1

Hi developers I am back again with a question,

I am trying to get some data from this website https://www.iamsterdam.com/nl/uit-in-amsterdam/uit/agenda. First did I crawl the website but when doing that it came to mind that they have a api and that will be a lot faster. So I tried to get the data from the api I tried this:

get-website.js:

var webPage = require('webpage');
var page = webPage.create();
var settings = {
  operation: "POST",
  encoding: "utf8",
  headers: {
    "Content-Type": "application/json"
  },
  data: JSON.stringify({
    DateFilter: 03112016,
    PageId: "3418a37d-b907-4c80-9d67-9fec68d96568",
    Take: 2,
    Skip: 12,
    ViewMode: 1
  })
};

page.open('https://www.iamsterdam.com/api/AgendaApi/', settings, function(status) {
  console.log(page.content);
  phantom.exit();
});

get-website.php

$phantom_script= 'get-website.js'; 

$response =  exec ('phantomjs ' . $phantom_script);

echo  $response;

But what I get back doesn't look good:

Message":"An error has occurred.","ExceptionMessage":"Page could not be found","ExceptionType":"System.ApplicationException","StackTrace":" at Axendo.SC.AM.Iamsterdam.Controllers.Api.AgendaApiController.GetResultsInternal(RequestModel requestModel)\r\n at lambda_method(Closure , Object , Object[] )\r\n
etc.

Here is a picture of firebug:

enter image description here

I hope someone can help me.

N. Smeding
  • 364
  • 2
  • 14

1 Answers1

1

Interesting question.
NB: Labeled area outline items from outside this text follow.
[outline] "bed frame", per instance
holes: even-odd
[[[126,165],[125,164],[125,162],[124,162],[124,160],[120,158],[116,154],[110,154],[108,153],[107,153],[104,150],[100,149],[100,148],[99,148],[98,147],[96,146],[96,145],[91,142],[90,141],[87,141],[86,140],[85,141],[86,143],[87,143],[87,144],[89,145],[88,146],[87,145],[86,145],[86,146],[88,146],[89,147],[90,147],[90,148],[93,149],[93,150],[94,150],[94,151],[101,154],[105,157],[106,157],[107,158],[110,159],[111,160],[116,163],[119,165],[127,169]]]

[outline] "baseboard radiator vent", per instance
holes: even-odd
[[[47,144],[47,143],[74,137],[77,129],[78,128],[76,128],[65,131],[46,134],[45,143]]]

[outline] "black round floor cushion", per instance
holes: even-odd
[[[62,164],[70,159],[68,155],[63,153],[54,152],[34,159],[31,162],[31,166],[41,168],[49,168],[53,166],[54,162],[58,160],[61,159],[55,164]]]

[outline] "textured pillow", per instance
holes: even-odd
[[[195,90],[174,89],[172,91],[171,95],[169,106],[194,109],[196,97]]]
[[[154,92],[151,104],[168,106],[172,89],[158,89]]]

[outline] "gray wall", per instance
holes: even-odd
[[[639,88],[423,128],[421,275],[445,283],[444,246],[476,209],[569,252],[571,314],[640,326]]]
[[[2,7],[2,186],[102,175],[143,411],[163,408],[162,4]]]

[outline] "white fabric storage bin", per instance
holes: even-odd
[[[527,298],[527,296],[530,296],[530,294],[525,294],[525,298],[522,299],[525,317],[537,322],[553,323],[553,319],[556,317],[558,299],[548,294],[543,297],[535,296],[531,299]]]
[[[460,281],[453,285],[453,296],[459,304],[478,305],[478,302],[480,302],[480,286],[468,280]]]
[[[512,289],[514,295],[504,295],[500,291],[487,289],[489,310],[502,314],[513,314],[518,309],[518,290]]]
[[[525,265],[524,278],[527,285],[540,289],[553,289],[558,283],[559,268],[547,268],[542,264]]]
I was a bit surprised that the site would honor AJAX-request in a browser and even in cURL, but not in PhantomJS. In such cases you have to study and replicate request very carefully, because one of little details probably greatly affects the server's response.

Turned out, it was a cookie and form content-type that had to be set accordingly.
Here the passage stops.